Solistes et pédagogue fort impliquées dans la création, la flûtiste Shao-Wei Chou, née à Taïwan, se produit avec de groupes instrumentaux spécialisés dans l’interprétation du répertoire contemporain, comme les ensembles Modern, soundinitiative, C Barré et 20º dans le noir dont elle est cofondatrice. En compagnie du contrebassiste Louis Siracusa-Schneider et du percussionniste Benjamin Soistier, elle donne six opus récents, l’un étant sa propre œuvre. La notion de performance est associée à ce moment chambriste. À commencer par How prudent that we are blind… I (2019) pour flûte, tam-tam et lumière, créé par Chen Hui-Mei et Chen I-Ju à Taïwan le 4 mai 2019. La compositrice (et musicologue) taïwanaise Lin-Ni Liao (élève de Gaussin, Leroux et Taïra, entre autres) emprunte le titre à un vers d’Emily Dickinson. De quel cécité volontaire s’agit-il… libre à chacun de l’imaginer, à partir du blanc éblouissement qui nimbe la péroraison fragmentée du souffle sur l’hiératique vrombissement du métal.
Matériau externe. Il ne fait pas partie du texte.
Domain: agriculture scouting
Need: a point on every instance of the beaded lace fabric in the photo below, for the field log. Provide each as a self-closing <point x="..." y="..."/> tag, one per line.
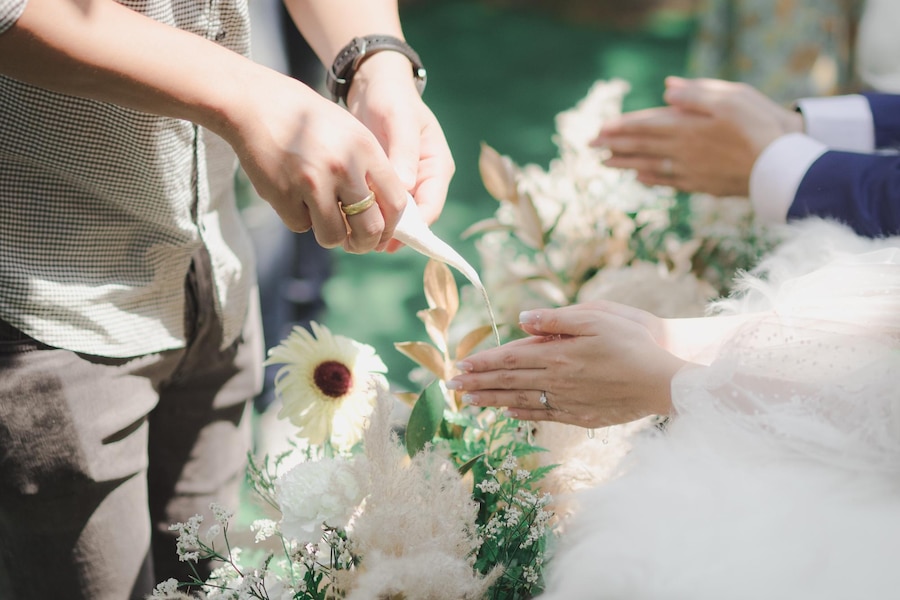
<point x="780" y="475"/>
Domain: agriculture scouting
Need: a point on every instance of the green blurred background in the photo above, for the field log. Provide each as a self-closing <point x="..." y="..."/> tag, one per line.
<point x="497" y="74"/>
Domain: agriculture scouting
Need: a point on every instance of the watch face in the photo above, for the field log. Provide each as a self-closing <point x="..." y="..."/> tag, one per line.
<point x="348" y="60"/>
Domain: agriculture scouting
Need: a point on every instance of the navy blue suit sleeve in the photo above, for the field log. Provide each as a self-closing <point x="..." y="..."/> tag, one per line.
<point x="886" y="118"/>
<point x="861" y="190"/>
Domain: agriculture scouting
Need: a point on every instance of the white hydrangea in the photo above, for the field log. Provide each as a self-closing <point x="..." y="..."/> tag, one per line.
<point x="316" y="493"/>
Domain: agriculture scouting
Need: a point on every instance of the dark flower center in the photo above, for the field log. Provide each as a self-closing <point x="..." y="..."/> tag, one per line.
<point x="333" y="378"/>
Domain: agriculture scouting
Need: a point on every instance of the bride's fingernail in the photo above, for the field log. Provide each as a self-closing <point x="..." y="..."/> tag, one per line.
<point x="530" y="317"/>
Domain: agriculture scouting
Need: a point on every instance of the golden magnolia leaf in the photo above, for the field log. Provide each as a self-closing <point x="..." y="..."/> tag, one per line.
<point x="471" y="340"/>
<point x="440" y="288"/>
<point x="437" y="324"/>
<point x="498" y="173"/>
<point x="425" y="355"/>
<point x="407" y="398"/>
<point x="530" y="228"/>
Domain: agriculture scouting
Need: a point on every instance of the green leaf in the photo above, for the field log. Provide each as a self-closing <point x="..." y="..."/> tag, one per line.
<point x="463" y="469"/>
<point x="425" y="418"/>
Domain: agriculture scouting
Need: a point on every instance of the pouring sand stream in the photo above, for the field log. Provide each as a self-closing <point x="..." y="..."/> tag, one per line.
<point x="413" y="231"/>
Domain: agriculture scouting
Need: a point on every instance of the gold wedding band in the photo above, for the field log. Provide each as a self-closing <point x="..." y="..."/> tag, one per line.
<point x="544" y="402"/>
<point x="358" y="207"/>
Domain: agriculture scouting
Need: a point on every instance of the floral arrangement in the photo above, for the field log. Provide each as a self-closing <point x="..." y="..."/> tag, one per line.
<point x="441" y="503"/>
<point x="579" y="231"/>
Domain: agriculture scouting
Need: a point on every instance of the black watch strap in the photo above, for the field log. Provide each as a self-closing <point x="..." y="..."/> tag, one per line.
<point x="348" y="60"/>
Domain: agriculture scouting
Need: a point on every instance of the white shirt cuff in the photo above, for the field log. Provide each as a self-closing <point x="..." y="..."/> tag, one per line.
<point x="777" y="174"/>
<point x="840" y="122"/>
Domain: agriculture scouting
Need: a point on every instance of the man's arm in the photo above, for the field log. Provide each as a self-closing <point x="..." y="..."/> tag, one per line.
<point x="862" y="190"/>
<point x="301" y="151"/>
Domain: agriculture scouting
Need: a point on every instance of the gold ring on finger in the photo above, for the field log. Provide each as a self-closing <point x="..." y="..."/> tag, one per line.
<point x="358" y="207"/>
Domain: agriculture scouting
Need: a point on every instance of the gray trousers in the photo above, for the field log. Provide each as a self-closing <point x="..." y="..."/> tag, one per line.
<point x="98" y="456"/>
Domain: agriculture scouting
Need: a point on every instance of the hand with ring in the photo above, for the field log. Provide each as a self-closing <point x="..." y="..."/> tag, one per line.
<point x="706" y="140"/>
<point x="590" y="365"/>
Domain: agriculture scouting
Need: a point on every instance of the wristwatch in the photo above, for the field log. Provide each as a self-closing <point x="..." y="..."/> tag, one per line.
<point x="348" y="60"/>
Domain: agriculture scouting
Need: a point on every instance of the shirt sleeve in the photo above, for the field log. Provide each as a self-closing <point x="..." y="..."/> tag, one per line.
<point x="10" y="11"/>
<point x="777" y="174"/>
<point x="840" y="122"/>
<point x="886" y="116"/>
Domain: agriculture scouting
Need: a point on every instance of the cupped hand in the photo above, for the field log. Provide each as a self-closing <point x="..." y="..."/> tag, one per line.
<point x="706" y="140"/>
<point x="305" y="155"/>
<point x="384" y="98"/>
<point x="598" y="364"/>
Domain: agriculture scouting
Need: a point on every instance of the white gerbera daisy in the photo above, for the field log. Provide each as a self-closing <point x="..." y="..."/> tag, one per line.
<point x="328" y="384"/>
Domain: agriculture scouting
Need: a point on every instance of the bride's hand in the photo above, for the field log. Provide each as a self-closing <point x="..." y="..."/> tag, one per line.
<point x="597" y="364"/>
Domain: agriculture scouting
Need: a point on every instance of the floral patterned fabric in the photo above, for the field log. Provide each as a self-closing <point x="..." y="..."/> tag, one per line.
<point x="788" y="49"/>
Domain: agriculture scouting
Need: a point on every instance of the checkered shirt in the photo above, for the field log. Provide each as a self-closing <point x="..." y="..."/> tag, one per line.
<point x="102" y="207"/>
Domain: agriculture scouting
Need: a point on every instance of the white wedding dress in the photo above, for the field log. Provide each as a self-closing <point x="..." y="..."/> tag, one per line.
<point x="779" y="478"/>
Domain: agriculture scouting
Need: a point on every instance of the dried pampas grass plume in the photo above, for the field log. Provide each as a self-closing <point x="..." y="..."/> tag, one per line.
<point x="417" y="532"/>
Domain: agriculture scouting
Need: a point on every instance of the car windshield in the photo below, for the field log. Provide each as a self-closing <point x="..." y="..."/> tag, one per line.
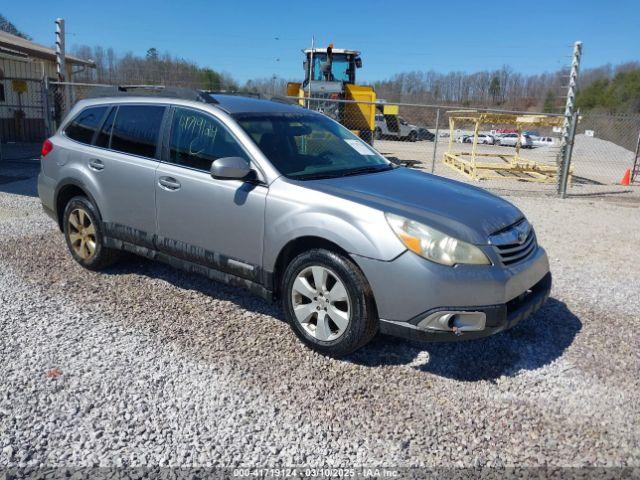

À l’Huddersfield Contemporary Music Festival fut créé, le 19 novembre 2016, Bite (2015-16) pour flûte basse de Rebecca Saunders, par Helen Bledsoe auquel il est dédié, à l’issue de six ans d’une collaboration féconde. La source inspiratrice de cette pièce est XIII, ultime page des Texts For Nothing de Beckett – décidément un auteur cher à la musicienne britannique [lire nos chroniques du 29 mars 2014, du 9 septembre 2018, du 15 février 2020 et du 26 janvier 2022], et, par ailleurs, particulièrement présent dans l’actualité musicale de cette saison [lire nos chroniques de Words and Music et de Fin de partie]. « Ce texte d’une grande puissance et d’une grande lucidité ménagent des instants plus fugaces de fragilité extrême qui décrivent une voix sans bouche, murmurante, avec des violentes explosions de colère », décrit Saunders. Un soliloque flûtistique naît des phonèmes confiés à la soliste, parfois même des mots, quand ce ne sont certaines inflexions du souffle qui dans l’instrument qui en prolonge l’impédance, paraissent prononcer quelques bribes textuelles, non sans impliquer quelque dramatisation.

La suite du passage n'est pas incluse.